INDIANAPOLIS –It’s been a long time since we’ve seen Brad Stevens close out a game with his 2018-19 season opening lineup.
With just under six minutes left in Game 3 against the Pacers Friday night, Jayson Tatum checked in for Marcus Morris at the 5:45 mark and it turned out to be Stevens’ final substitution of the night. With Gordon Hayward and Kyrie Irving’s playmaking leading the way, Al Horford, Jaylen Brown and Tatum all collectively sealed the win for Boston, grabbing a 3-0 lead in its best-of-7 series.
After the game, Irving talked about how difficult it was for him and the original starting lineup to find continuity throughout the beginning of the regular season, where the Celtics went 10-10 in their first 20 games. The unit was ridiculed for it’s slow start and it only took the first 20 games for Stevens to breakup the starting unit for good.
Following team film study Saturday, Horford was asked about the trying times back in September and October and what exactly went wrong throughout the initial stretch of the regular season.
“I just think it was probably a lot of high expectations, a lot of pressure at the beginning of the year,” Horford explained. “I think that we’ve been through a year together, we understand what we need to do on the floor, how we need to play and I’m happy to be able to see all of us together out there, playing together.”
Was it frustrating to hear the initial starting five receive so much flack?
“No, I just think that we all needed to understand how we needed to play,” Horford replied. “It took changing the lineup for most of the year and I think that everyone understands what they need to do at this point.”

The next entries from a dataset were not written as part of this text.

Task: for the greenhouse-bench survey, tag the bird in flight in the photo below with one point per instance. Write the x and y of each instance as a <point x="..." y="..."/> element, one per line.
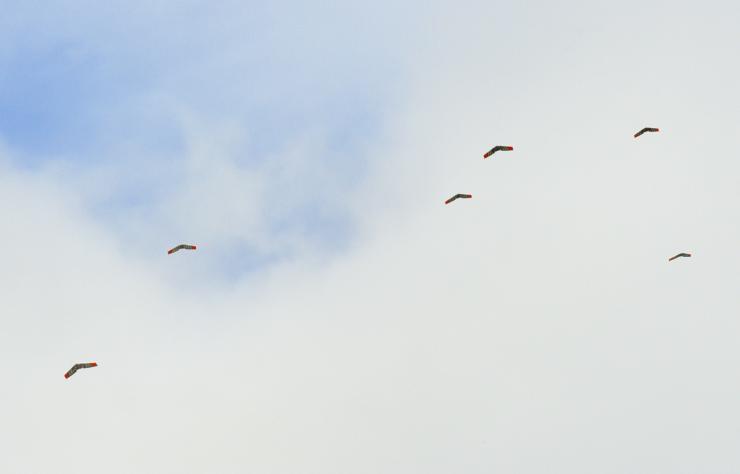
<point x="497" y="148"/>
<point x="180" y="247"/>
<point x="682" y="254"/>
<point x="77" y="367"/>
<point x="458" y="196"/>
<point x="646" y="129"/>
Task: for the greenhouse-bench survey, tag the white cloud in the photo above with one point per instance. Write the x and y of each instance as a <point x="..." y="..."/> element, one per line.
<point x="537" y="327"/>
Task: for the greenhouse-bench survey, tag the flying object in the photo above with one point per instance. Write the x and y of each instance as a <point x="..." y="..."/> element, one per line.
<point x="458" y="196"/>
<point x="646" y="129"/>
<point x="180" y="247"/>
<point x="682" y="254"/>
<point x="77" y="367"/>
<point x="497" y="148"/>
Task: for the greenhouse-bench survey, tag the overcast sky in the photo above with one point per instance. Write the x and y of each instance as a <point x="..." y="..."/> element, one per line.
<point x="337" y="317"/>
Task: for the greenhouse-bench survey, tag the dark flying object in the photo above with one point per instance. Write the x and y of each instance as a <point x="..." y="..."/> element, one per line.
<point x="77" y="367"/>
<point x="458" y="196"/>
<point x="646" y="129"/>
<point x="180" y="247"/>
<point x="679" y="255"/>
<point x="497" y="148"/>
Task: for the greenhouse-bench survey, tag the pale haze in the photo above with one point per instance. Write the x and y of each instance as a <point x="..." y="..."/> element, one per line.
<point x="337" y="317"/>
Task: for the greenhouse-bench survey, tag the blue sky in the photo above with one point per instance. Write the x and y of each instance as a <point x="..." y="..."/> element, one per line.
<point x="107" y="91"/>
<point x="337" y="317"/>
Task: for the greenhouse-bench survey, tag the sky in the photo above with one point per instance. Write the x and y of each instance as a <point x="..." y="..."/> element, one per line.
<point x="337" y="317"/>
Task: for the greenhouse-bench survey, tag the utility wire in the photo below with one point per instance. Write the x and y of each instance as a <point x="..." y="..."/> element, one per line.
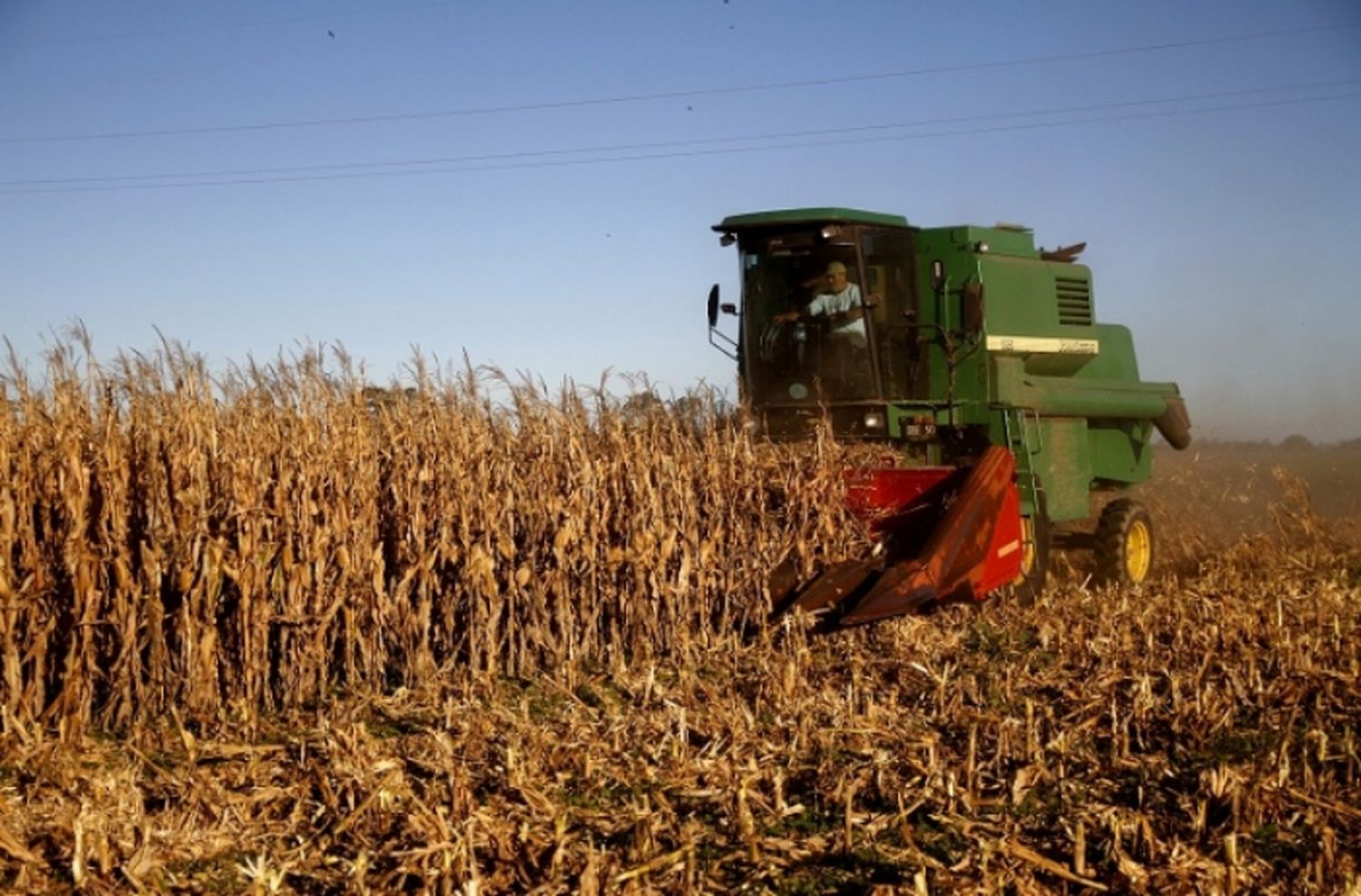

Brown, who lost his starting job to Marcus Smart earlier in the year, has returned to the starting unit since the loss of Smart (torn oblique) prior to the postseason. Meanwhile, Hayward has thrived in his secondary role off the bench alongside Marcus Morris, who was replaced by Aron Baynes in the front court for defensive purposes.
Stevens has tweaked his starting lineup a lot this year but seeing his original five succeed alongside one another is an encouraging sign of what’s to come — a potential “closing five” that could be turn out to be the norm from now until the end of the Celtics’ postseason run.
“They were elite, defensively,” Stevens said Saturday afternoon. “We just had to figure out how to play well together and everybody give a little in that group and those type of things. Ever since then, we’ve been starting differently and just haven’t had a chance because of our rotations to go back to it very often. Obviously, Smart being out, you’re playing less guys and you’re probably finishing, if small, with either that group or Morris for one of those guys.
“I was encouraged by what I’ve seen in very small samples as of the last couple of months but it’s very small. They’re all good players. We feel more comfortable in what we’re trying to accomplish, feel more comfortable in how we can compliment each other so it makes sense that it would be better.”